- IATA: none; ICAO: LHBC;

Summary
- Airport type: Public
- Operator: Békés Airport Repülőtér Működtető Fejlesztő Kft. (Munkatársaink)
- Serves: Békéscsaba, Hungary
- Opened: 1943
- Elevation AMSL: 86 m (282 ft)
- Coordinates: 46°41′00″N 021°09′45″E﻿ / ﻿46.68333°N 21.16250°E
- Website: bekesairport.hu

Map
- LHBC Location within Hungary

Runways
| Direction | Length |  | Surface |
| m | ft |
| 17L/35R | 1,300 | 4,265 | Concrete/asphalt (98 ft or 30 m wide) |
| 17R/35L | 790 | 2,592 | Grass (131 ft or 40 m wide) |
- Source:

= Békés Airport =

Békés Airport, also known as Békéscsaba Airport, is a public airport serving Békéscsaba and the name-giving Békés County in south-eastern Hungary. It is located between Békéscsaba and Gyula, near main road 44 and close to the Hungarian–Romanian border. The airport has an asphalt runway of 1,300 m by 30 m and a grass runway of 790 m by 40 m, and is used for general aviation, sport aviation, air taxi operations and flight training. It hosted the 12th FAI World Aerobatic Championships in 1984.

== History ==
An airfield existed at this site prior to the Nazi occupation of Hungary, although region's main air access was the Szentesi airfield. In 1944, the Békéscsaba site was reactivated by the Luftwaffe, who stationed two squadrons of anti-tank aircraft at the airfield, Schlachtgeschwader 9 and Schlachtgeschwader 151.

The 12th FAI World Aerobatic Championships were held at the airport in 1984.

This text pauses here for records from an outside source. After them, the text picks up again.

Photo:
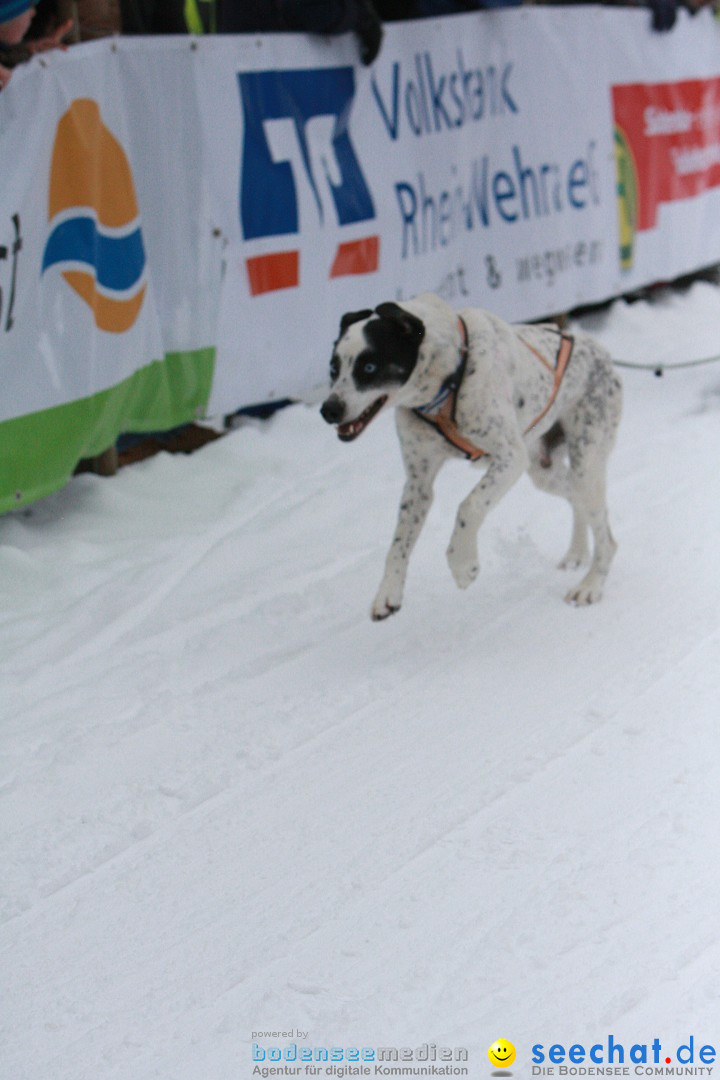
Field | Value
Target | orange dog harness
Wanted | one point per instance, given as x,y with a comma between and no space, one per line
440,413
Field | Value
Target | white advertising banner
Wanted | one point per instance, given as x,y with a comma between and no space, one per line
474,159
182,221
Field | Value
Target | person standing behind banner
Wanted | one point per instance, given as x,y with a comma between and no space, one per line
15,18
257,16
326,17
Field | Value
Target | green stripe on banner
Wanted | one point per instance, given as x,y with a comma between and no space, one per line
39,451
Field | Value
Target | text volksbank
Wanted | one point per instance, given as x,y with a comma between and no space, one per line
428,1052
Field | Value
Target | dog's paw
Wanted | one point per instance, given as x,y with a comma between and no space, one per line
386,603
589,591
462,559
383,610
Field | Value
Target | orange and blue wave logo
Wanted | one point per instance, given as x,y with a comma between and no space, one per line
95,238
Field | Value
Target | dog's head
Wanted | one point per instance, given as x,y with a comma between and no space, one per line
374,356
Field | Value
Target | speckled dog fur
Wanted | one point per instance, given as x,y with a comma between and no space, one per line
403,360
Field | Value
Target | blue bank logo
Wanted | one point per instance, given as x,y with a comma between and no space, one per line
296,132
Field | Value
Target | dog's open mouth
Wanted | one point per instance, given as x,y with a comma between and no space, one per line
352,429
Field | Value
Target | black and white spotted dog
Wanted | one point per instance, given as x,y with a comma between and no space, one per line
512,397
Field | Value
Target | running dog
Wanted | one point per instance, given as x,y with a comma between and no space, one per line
510,397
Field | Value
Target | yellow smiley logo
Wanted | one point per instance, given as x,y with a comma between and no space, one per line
501,1053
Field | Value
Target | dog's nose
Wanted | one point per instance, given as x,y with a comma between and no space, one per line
333,409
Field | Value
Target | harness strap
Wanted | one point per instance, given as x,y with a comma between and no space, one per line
561,361
444,419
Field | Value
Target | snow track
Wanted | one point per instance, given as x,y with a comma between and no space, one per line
230,801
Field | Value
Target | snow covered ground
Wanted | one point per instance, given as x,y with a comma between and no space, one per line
230,802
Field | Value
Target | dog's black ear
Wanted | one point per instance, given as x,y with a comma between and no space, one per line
353,316
408,324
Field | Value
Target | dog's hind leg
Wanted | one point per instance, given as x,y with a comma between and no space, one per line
591,437
548,470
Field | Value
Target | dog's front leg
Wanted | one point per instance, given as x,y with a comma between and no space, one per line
415,504
503,471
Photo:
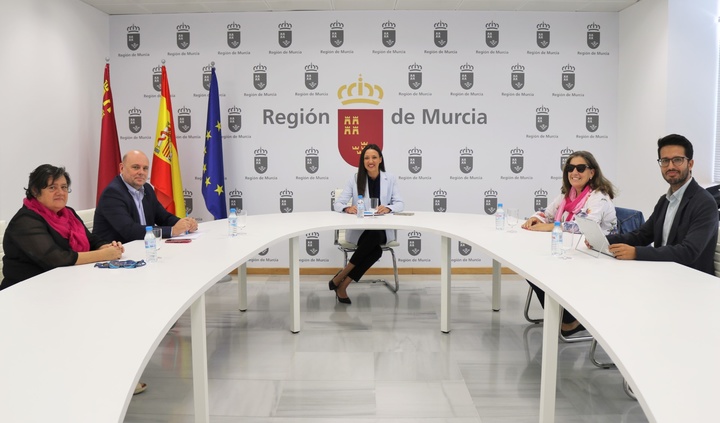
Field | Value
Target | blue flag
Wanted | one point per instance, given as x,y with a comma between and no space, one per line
213,180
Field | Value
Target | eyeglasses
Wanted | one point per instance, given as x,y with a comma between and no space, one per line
580,168
677,161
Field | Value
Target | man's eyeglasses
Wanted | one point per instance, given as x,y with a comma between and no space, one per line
580,168
677,161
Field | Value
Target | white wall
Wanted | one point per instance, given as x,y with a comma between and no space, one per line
53,53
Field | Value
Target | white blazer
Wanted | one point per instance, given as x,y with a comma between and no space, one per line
389,197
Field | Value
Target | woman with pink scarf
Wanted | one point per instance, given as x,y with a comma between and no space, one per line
584,191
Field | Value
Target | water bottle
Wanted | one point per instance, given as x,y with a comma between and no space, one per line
232,223
150,245
500,218
556,240
360,207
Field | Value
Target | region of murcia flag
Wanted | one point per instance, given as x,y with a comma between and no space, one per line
359,127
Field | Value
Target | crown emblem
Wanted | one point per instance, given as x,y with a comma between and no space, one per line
360,92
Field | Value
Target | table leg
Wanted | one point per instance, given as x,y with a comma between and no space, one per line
497,287
445,284
294,266
199,360
242,287
548,378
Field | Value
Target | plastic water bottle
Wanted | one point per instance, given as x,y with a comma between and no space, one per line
500,218
360,207
556,240
150,245
232,223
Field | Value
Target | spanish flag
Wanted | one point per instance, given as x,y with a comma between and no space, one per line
165,176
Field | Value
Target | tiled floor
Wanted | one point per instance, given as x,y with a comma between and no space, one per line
382,359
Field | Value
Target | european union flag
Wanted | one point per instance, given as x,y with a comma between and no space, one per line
213,181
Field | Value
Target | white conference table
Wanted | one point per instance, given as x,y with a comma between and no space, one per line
75,340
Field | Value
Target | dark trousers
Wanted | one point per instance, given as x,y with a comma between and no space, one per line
567,317
367,253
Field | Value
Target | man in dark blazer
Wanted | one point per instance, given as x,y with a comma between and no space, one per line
684,224
117,215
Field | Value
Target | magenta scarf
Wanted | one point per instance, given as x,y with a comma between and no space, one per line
64,222
572,203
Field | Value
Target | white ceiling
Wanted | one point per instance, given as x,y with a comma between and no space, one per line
136,7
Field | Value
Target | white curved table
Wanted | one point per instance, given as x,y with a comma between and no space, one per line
76,340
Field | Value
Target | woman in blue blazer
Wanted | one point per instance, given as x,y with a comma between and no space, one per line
373,182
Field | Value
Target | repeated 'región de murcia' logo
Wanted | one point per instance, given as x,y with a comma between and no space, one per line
235,197
260,161
311,76
414,160
312,161
133,37
466,160
492,34
233,35
517,76
286,203
592,119
490,203
184,119
135,120
440,201
440,34
415,76
337,35
389,38
467,76
183,36
568,77
234,119
414,243
260,77
542,118
517,161
593,36
540,200
285,34
542,36
312,243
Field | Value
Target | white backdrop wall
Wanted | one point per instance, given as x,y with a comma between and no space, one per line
427,131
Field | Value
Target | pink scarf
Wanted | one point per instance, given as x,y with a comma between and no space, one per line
64,222
572,203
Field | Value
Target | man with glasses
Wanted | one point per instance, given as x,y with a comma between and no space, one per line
684,224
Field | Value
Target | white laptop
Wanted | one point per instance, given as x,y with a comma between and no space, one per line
594,235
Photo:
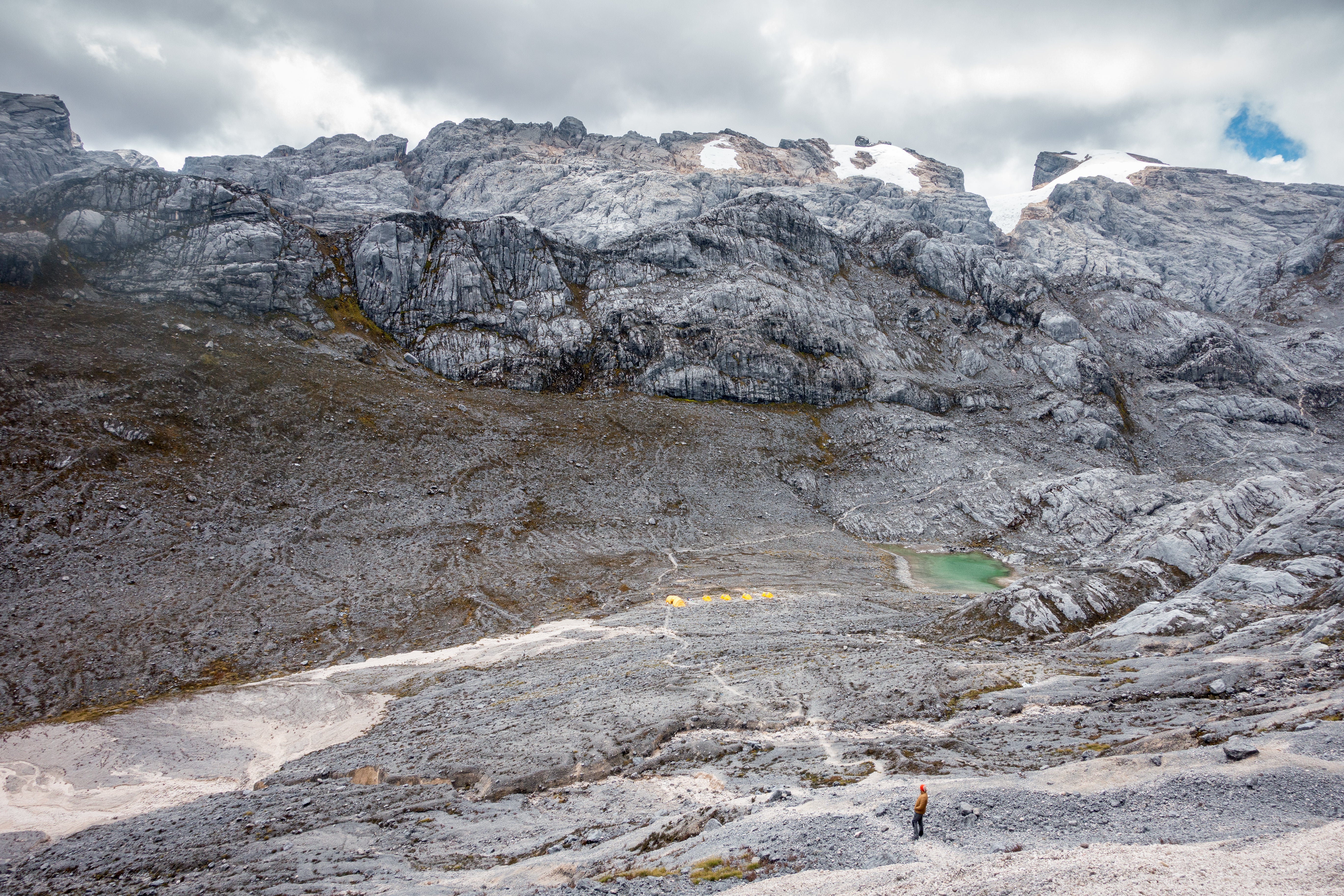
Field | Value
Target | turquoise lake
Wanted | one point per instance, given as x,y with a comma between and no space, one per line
970,573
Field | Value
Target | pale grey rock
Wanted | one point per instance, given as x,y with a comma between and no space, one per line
162,237
1053,164
36,142
1193,233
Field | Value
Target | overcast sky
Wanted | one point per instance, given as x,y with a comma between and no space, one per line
979,85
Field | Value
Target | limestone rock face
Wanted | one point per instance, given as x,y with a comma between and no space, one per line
155,236
1142,383
1053,164
1206,238
36,142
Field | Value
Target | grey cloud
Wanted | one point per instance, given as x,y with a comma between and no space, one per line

In 2006, the airport underwent substantial modernization which included paving of the main runway and taxi ways and modern lighting. While there are no regular or chartered commercial flights, the airport operator and local politics are working to establish such as soon as possible. In December 2008, an upgrade of the hangars was completed such that it can accommodate 8-seater aircraft.

===Expansion===
In 2022, the airport undertook a feasibility study to consider construction of a passenger terminal and new 2500 m runway, citing government plans to develop an aerospace hub in the region.

Hungary's Minister of Construction and Transport János Lázár announced a major upgrade of the airport in October 2025. The upgrades, in cooperation with the Hungarian Defence Forces will expand the airport to handle both passenger and cargo flights to support industry developing around Békéscsaba, but it is not planned to handle regular airline traffic.

== Location and facilities ==
The airport is located 5 km east of the centre of Békéscsaba and 14 km west from the Hungarian-Romanian border next to Highway 44, a four-lane expressway between Békéscsaba and Gyula, Hungary.

The airport has two runways: runway 17L/35R, an asphalt runway measuring 1,300 m × 30 m, and runway 17R/35L, a grass runway measuring 790 m × 40 m. The airport provides AFIS on 123.260 MHz and has facilities for AVGAS 100LL and Jet A1 fuel. According to the airport operator, the commercial part of the airport includes taxiways, aprons and lighting for night operations, while the separate sport aviation area is used by the local aviation society.